Vince in Burnaby can still remember the weird feeling last year when he got behind the wheel of his car and sensed that something was off about his vehicle.
“I was getting ready to start the engine but I decided to take a look at my car,” Vince told me after reading some of my recent series on parking issues in Burnaby neighbourhoods. “So I get out and realize that my hubcaps were gone. Like all four of them.”
At first, Vince thought he had been victimized by criminals in the Metrotown area. Some of his friends had had their vehicles broken into, with small items and change taken.
But then he realized who the actual culprit was – even if he couldn’t prove it.
You see, Vince had been warned before by a “busybody” neighbour who acted like a self-appointed “parking cop” on the street where he rented a basement suite.
“She did not like people who weren’t homeowners parking on the street,” Vince said. “She felt parking should be for homeowners and their guests. I’d see her all the time barking at people as they were getting out of their cars. Just beaking off about how they needed to keep the spaces free. And these were at homes that she didn’t own. I don’t think the other homeowners even gave a crap about this. But the worst would happen if you actually parked in front of her house. Then she’d just lose her s**t.”
The “busybody” yelled at Vince a couple of times, warning him about “consequences.”
Then one day his hubcaps went missing.
Vince said the incident happened about a week after his last confrontation with the “busybody” and he was sure it wasn’t a coincidence. But, like he said, he couldn’t prove anything.
“I looked up and I could see her looking at me through her window,” Vince said.
There wasn’t anything he could do about it and so Vince continued on with his life. Then, three days later, something just as weird happened.
“I went to my car in the morning and the hubcaps were sitting on the hood,” he said. “Someone had returned them. That’s when I was sure that it was her. A thief wouldn’t have done that.
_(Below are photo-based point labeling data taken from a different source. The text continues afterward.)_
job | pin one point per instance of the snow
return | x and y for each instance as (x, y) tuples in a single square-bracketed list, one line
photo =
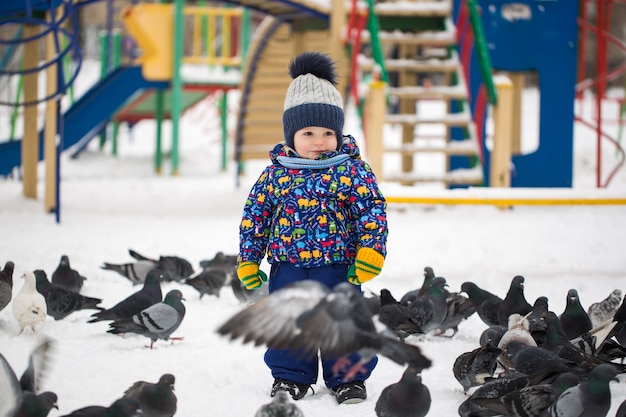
[(110, 204)]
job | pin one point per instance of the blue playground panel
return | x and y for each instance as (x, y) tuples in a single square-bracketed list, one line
[(541, 36), (88, 115)]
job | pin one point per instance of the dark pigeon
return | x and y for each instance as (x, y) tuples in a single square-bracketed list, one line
[(6, 284), (123, 407), (429, 310), (408, 397), (604, 310), (532, 400), (309, 317), (429, 275), (155, 400), (281, 406), (590, 398), (158, 321), (209, 281), (149, 294), (574, 319), (485, 303), (16, 394), (514, 301), (174, 268), (60, 301), (474, 368), (66, 277)]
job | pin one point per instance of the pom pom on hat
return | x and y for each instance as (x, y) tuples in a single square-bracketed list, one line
[(312, 99)]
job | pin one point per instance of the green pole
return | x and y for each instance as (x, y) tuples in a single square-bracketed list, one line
[(177, 82)]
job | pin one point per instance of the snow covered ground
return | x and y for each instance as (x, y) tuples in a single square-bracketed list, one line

She was just sending me a ridiculous message … Someone in the neighbourhood told me the same thing had happened to someone else the year before.”
Vince ended up moving in with his girlfriend late last year in a building that has underground parking.
“I’ve never been so happy to have my own parking spots,” he said.
For the record, homeowners don’t own the street parking and can’t lay claim to any spots so just mind your own business.